More than Monica’s death and the way it weighed down on his shoulders, he hated this; the suggestion that he never needed to bear the burden to begin with, the suggestion that Huey Laforet might tear both vengeance and _purpose_ from his heart in one fell swoop — and the damning knowledge that if he could, if he did, then he did not do so soon enough for Luchino to find anything _else_ to live for.

So he stopped listening. He unfolded his arms. He turned his back on Elmer. He labelled it nonsense, and went back to his tricks, clicking to life sparks of fire — fire that was nothing like Huey Laforet’s.

“I’m not saying he’s going to be able to.
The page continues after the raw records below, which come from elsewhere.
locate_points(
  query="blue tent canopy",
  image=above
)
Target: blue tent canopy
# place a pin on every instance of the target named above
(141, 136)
Honestly, I don’t know that much about what’s possible and what’s not,” Elmer clarified, now only to himself. “But if anyone can do it, it’s Huey. I always wondered if he —”

“If you’re not even going to attempt the trick, there’s no point in me teaching it to you,” he interrupted, glancing over his shoulder. Flames danced at his fingertips, and Elmer laughed.

“You know, you’re a pretty polite kid most of the time. Shouldn’t you respect your elders?”

“I’m not a _kid_ ,” was the only response he offered.

 

 

* * *

 

 

 

“If you call me that one more time you’re not coming on stage with me.”

“C’mon, I think it suits you! ‘Luchino’ sounds so _serious_.”

“I _am_ serious.”

— Even if his current demeanour, crinkled up nose and immature tone, did not go to support this. He tugged at his bowtie, letting out a _huff_ of breath.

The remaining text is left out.